As it turns out, Andy has a theory.
It’s a theory of ‘fun’.
He says there are three types of fun.
Type 1: You head to the beach, the ball game, Disneyland, a band. If it goes to plan, the fun is generally imminent and not hard to find.
Type 2: Where the fun finds you although your Type 1 plans turn uncomfortable or unexpectedly off-piste, but not in a dangerous way. You generally look back and think, ‘actually that was awesome’.
Type 3: Where something goes terribly, almost life-threateningly wrong, but you get out of it without being hurt, or hurting anyone else. There is a possibility of harm but you don’t go seeking it out.
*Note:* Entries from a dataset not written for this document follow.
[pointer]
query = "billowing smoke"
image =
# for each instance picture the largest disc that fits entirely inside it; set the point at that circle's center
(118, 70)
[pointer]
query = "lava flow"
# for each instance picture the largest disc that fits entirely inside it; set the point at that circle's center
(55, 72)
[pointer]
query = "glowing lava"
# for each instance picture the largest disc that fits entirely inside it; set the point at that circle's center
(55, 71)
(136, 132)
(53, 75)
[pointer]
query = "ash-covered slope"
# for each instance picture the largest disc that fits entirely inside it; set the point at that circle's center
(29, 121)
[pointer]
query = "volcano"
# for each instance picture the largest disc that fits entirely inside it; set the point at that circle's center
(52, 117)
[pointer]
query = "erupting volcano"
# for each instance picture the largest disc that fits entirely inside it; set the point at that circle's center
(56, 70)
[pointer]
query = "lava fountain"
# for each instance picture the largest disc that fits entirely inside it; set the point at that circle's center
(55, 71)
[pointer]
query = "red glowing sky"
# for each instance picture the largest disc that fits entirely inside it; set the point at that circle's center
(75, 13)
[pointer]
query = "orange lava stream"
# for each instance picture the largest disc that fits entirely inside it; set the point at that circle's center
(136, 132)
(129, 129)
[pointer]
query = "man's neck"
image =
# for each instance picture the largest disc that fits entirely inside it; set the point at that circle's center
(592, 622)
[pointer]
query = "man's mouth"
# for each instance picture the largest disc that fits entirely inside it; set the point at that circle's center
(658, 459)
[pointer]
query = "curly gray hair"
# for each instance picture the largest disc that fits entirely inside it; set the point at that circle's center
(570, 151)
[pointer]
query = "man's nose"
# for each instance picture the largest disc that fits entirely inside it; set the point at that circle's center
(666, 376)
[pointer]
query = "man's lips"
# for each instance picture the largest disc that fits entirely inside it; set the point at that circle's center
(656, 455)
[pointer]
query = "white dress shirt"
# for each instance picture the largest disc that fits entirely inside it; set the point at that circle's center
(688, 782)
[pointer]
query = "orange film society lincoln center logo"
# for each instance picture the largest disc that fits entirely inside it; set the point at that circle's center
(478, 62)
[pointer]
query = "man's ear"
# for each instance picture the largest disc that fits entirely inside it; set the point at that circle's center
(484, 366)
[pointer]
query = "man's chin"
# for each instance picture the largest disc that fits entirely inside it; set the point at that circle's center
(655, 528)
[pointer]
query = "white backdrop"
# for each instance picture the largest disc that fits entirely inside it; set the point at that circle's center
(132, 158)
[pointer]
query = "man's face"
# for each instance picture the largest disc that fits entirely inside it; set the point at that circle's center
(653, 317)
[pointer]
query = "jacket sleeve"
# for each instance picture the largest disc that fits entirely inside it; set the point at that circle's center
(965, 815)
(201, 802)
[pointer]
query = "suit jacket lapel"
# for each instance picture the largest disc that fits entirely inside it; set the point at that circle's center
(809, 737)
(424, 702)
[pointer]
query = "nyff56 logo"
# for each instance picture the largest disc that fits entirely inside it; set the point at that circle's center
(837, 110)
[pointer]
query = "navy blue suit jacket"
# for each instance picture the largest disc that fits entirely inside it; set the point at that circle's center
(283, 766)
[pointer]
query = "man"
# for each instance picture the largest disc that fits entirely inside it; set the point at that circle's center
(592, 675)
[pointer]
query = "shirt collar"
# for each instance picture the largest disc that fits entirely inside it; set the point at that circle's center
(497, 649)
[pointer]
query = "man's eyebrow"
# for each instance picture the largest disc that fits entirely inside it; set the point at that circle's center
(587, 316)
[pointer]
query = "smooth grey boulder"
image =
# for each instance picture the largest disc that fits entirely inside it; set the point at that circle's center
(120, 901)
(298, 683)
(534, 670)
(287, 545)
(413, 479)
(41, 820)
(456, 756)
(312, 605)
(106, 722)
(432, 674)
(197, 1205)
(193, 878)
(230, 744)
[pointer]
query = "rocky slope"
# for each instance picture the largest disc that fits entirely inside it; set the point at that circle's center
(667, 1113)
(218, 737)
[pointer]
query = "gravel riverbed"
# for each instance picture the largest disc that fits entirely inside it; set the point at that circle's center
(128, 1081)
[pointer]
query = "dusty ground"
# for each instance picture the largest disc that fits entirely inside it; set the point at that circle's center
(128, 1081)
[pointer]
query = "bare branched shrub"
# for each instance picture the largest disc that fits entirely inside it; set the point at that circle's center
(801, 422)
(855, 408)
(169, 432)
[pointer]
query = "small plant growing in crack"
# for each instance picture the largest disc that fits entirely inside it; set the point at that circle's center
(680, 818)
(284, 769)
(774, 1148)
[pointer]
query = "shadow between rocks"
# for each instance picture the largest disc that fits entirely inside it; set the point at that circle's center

Like suddenly coming face-to-face with a bear in the woods or finding yourself flung into some rapids in which you narrowly avoid a notorious rock that has previously pulled other kayakers to their deaths thanks to a strong undertow.
Andy says these are the three types of ‘fun’, I see them as three types of making memories and harvesting stories. He says you should aim for a Type 1 experience but, travelling on the wifi-less train, it wasn’t really happening.
Sometimes you don’t realise which ‘type’ is happening until it’s over.
Such as travelling on a wifi-less train and ending up having a hysterically funny – and at times, intensely deep – discussion which stemmed from a game of Two Truths and a Lie.
And not really comprehending how great it was until maybe four days later. Or, while waiting for another train, finding a frisbee in a car park and having an impromptu game of ‘don’t drop it’ for about an hour.
The thing I love about Andy is his way of finding and re-telling stories, something I try to do for a living, and coming up with a really interesting theory about how they find him. Even just explaining the theory leads to storytelling.
I’m going to miss the squad.
But I’m really going to miss that Wisconsin-loving, ridiculously smart, dad-joke goofball Andy.